Segundo ele, das 1.200 máquinas injetoras vendidas no Brasil em 2004, 499 foram importadas da China, com preço até 50% inferior ao nacional.
José Luiz Simonelli, vice-presidente do Ciesp e dono da fabricante de baterias para motocicletas e equipamentos eletrônicos Enerbrax, trabalha em um pedido de salvaguarda para o setor. Simonelli ressalta que a importação desses produtos da China aumentou 2.600% entre 1998 e 2004, o que reduziu a presença de fabricantes nacionais no mercado e achatou a margem de lucro dos que permaneceram.

No setor eletroeletrônico, o caso mais grave é o de alto-falantes, na avaliação de Humberto Barbato, diretor de Relações Internacionais da Abinee (Associação Brasileira da Indústria Elétrica e Eletrônica). Na avaliação da entidade, produtos chineses respondem por cerca de 70% desse mercado. A Abinee sustenta que os alto-falantes entram no Brasil com preço inferior ao de mercado e pretende pedir a aplicação de medidas antidumping, que impõem um sobrepreço aos bens importados.

Em todos os casos, as empresas nacionais terão de demonstrar os efeitos negativos das importações chinesas. Nas salvaguardas, precisam provar o aumento súbito das importações e quantificar os prejuízos dos fabricantes locais.

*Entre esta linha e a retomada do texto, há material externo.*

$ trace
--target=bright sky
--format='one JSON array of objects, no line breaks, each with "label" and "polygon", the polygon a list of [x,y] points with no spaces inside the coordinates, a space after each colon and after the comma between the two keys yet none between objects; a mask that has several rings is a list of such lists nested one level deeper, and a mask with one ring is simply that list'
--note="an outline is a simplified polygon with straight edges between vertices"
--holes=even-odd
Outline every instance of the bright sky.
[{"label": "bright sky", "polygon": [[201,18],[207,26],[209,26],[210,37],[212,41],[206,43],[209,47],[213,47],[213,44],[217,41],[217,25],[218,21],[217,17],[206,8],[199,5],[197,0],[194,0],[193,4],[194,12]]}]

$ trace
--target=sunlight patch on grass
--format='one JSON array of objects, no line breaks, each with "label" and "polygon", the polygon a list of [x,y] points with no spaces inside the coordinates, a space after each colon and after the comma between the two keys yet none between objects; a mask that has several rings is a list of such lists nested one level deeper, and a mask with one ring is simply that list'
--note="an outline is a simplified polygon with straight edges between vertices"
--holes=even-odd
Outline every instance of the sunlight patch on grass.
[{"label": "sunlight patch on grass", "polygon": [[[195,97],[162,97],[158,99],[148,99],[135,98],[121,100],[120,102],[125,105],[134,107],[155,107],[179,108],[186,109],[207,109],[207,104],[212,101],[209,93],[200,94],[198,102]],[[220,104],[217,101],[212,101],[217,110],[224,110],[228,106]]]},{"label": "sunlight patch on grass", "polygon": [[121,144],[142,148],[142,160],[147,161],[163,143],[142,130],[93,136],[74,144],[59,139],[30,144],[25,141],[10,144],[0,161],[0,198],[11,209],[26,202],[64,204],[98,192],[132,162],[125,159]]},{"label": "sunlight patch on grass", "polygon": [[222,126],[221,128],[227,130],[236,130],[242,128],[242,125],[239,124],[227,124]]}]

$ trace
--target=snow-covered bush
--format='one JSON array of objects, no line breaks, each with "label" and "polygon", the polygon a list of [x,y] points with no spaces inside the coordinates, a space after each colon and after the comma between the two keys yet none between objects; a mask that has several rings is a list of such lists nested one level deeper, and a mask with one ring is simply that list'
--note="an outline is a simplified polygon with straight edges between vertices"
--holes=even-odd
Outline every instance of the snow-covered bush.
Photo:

Os processos serão analisados pelo Ministério do Desenvolvimento, que pretende decidir os casos em, no máximo, três meses, a contar da apresentação do pedido. Só após uma decisão favorável do governo é que as salvaguardas poderão ser aplicadas.

Em geral, as salvaguardas são adotadas por períodos de cinco a dez anos. "As salvaguardas têm o objetivo de dar tempo para os setores beneficiados superarem a eventual perda de competitividade, provocada por questões estruturais ou conjunturais; elas também poderão dar tempo para a China se adequar às regras de mercado", diz Gomes de Almeida.

O cônsul comercial da China, Zhang Jisan, anunciou que seu país vai retaliar o Brasil caso sejam adotadas salvaguardas. Mas, se os processos seguirem as regras da OMC (Organização Mundial do Comércio), há pouco o que a China possa fazer, se quiser respeitar as mesmas regras.

O governo brasileiro e setores que se beneficiam das exportações à China não querem azedar a relação bilateral. O presidente Luiz Inácio Lula da Silva visitou a China há um ano e recebeu seu colega Hu Jintao no Brasil em novembro. Nas duas ocasiões, os presidentes celebraram o caráter "estratégico" do relacionamento entre os países.

Quando esteve no Brasil, Hu arrancou de Lula o reconhecimento da China como "economia de mercado", algo que dificulta a aplicação das medidas de defesa comercial na OMC.

O Brasil recebeu dos chineses a promessa de investimentos em obras de infra-estrutura, como portos e ferrovias, que facilitariam as exportações de minério de ferro e soja para a China.

O país asiático se tornou no ano passado o terceiro principal destino das exportações brasileiras, com uma pauta fortemente concentrada em produtos primários.

O saldo comercial, que era altamente favorável ao Brasil, começou a se reduzir nos últimos meses, com a elevação das exportações da China, a maior parte delas em produtos industrializados.